Contemporary cancer immunotherapy is based on studies showing that carcinomas can escape immune control by expressing membrane proteins, like PD-L1, that engage inhibitory receptors on T cells (1). However, since most carcinomas have relatively few infiltrating T cells (2), antagonists of these T cell checkpoints frequently fail. Therefore, an overarching immune resistance mechanism of cancer cells would be to restrict the influx of T cells. Although mechanisms have been proposed for how cancer cells alter the tumor microenvironment (TME) to limit the accumulation of intratumoral T cells (35), an immunological perspective would also consider a potential role for the chemokine/chemokine receptor system that regulates the trafficking of immune cells (6). The relevance of this immunological view was suggested by preclinical and clinical experiments showing that administering the bicyclam CXCR4 inhibitor AMD3100 to mice and patients with T cell–excluding carcinomas, microsatellite-stable (MSS) pancreatic ductal adenocarcinoma (PDA), and colorectal cancer (CRC) enhanced the intratumoral accumulation of activated T cells (78). The additional observation that cancer cells in these tumors appeared to be “coated” with CXCL12, the ligand for CXCR4, suggested that the cancer cells have specifically adapted to the chemokine/chemokine receptor system. Understanding how cancer cells attach CXCL12 to their surfaces, therefore, may identify a pathway that enables tumors to suppress the infiltration of T cells and evade T cell–mediated immune attack.

Results

The Covalent CXCL12–Keratin-19 Heterodimeric “Coating” of Human PDA, CRC, and Breast Cancer Cells.

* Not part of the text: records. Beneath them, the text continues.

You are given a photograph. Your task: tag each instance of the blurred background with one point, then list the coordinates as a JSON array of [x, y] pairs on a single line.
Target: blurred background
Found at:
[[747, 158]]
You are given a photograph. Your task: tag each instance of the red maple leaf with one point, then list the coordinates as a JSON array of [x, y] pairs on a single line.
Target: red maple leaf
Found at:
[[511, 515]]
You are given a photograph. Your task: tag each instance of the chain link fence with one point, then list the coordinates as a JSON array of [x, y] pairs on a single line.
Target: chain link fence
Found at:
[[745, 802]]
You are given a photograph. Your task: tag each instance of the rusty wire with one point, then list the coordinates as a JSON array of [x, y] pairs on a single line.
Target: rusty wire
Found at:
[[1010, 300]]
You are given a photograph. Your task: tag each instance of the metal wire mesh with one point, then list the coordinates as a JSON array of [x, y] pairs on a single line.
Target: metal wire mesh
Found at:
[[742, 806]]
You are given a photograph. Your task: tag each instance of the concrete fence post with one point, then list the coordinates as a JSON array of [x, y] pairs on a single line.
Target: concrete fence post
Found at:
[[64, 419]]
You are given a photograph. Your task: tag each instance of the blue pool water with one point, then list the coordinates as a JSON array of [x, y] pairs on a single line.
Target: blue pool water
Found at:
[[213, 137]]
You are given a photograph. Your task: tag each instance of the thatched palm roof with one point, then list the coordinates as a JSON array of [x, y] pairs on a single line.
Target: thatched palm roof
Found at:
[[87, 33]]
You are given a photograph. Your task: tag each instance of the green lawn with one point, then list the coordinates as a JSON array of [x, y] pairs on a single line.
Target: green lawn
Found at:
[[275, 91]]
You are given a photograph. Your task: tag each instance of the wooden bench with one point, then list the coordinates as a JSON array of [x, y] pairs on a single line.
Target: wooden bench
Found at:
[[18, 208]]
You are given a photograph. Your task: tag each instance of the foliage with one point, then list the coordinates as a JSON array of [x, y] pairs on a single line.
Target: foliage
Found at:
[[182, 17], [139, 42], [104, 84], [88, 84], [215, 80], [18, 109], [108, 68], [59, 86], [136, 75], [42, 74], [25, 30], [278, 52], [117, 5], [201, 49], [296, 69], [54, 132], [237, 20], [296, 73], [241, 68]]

Frozen sections of surgically resected MSS PDA, MSS CRC, and breast cancer were stained with fluorochrome-conjugated antibodies to CXCL12 and keratin-19 KRT19. The KRT19+ cancer cells were specifically stained with anti-CXCL12 antibody (Fig. 1A). We sequentially extracted the tumor specimens with Nonidet P-40, sodium deoxycholate (DOC), DNase, and sodium dodecyl sulfate (SDS) and analyzed the lysates by SDS-polyacrylamide gel electrophoresis (SDS-PAGE) and immunoblotting with anti-KRT19 and anti-CXCL12 antibodies. CXCL12 was detected only in the SDS eluates of all tumors and only with an apparent molecular weight of ∼52 kDa, instead of its native molecular weight of 9 to 11 kDa (Fig. 1B and SI Appendix, Fig. S1). KRT19 also was released by SDS treatment of the tumors, as expected for a component of intermediate filaments (IF) (Fig. 1B). In addition to the ∼44-kDa major band corresponding to the native KRT19, there were several higher molecular weight bands, one of which comigrated with the ∼52-kDa form of CXCL12. Since this unusual form of CXCL12 required SDS for solubilization, and its apparent molecular weight was similar to a putative complex with KRT19, we subjected the SDS eluate from a PDA surgical specimen to immunoprecipitation (IP) with anti-CXCL12 antibody and analyzed the coprecipitated proteins by immunoblotting with anti-KRT19 antibody. A single band was revealed that comigrated with the high-molecular-weight form of CXCL12 (Fig. 1C). Thus, all detectable CXCL12 that was associated with cancer cells in six consecutive surgical samples of human PDA, CRC, and breast cancer, respectively, is covalently bound to KRT19.